Pakistan’s new FM calls for dialogue with India
Pakistan wants an “uninterrupted, continued dialogue” with arch-rival India, its new foreign minister said Monday, stressing the importance of talks between the nuclear-armed countries who have fought three wars.
“We are not only two neighbors but we are two atomic powers,” Shah Mehmood Qureshi, who became Pakistan's foreign minister for the second time after being sworn in Monday, told a news conference.
Pakistan's Prime Minister Imran Khan also called for a better relationship with India in his first televised address late Sunday, as did the previous government of Nawaz Sharif.
But Sharif's overtures to India are widely believed to have incurred opposition from Pakistan's powerful military, and he was ousted by the Supreme Court last year for alleged corruption.
“We have long-lasting problems... We don't have, in my opinion, any solution other than talks,” Qureshi said of the relationship with India, especially in a situation “where reaction time is very limited.”

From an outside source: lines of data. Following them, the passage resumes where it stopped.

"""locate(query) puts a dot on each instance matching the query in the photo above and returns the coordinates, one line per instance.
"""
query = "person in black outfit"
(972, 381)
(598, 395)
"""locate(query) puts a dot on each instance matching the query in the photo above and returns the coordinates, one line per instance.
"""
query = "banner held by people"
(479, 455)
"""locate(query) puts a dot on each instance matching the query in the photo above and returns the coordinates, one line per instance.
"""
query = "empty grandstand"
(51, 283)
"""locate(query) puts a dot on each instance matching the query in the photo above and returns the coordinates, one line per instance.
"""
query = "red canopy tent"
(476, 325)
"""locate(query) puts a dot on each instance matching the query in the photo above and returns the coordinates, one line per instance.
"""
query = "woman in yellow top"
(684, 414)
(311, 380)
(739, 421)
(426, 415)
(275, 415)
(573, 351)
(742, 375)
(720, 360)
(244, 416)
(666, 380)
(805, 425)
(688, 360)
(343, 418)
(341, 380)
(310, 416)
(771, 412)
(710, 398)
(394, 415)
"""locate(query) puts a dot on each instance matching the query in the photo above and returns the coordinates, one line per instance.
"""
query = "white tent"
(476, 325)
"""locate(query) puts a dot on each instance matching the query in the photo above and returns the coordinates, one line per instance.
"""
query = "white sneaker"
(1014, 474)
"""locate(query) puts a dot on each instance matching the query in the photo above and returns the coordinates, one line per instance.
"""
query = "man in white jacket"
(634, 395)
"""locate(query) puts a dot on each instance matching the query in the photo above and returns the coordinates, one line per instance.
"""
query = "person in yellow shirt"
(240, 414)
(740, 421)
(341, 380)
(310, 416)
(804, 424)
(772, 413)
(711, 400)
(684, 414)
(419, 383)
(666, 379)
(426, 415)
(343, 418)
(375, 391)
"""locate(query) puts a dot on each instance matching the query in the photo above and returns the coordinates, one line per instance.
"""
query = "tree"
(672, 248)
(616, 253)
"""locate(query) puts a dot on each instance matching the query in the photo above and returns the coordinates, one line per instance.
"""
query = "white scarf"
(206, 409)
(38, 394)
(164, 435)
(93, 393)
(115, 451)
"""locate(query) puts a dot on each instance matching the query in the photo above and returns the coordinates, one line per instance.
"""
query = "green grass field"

“We need an uninterrupted, continued dialogue,” he said, referencing Kashmir in particular.
Relations between India and Pakistan have been tense ever since independence from Britain in 1947 – particularly over Kashmir, the divided Himalayan territory over which they have fought two of their three wars.
Qureshi said Indian Prime Minister Narendra Modi had sent a letter congratulating Khan, and “sent a message to start talks.”
There was no official statement on the letter from the Indian foreign ministry, but the Press Trust of India also reported its existence and content.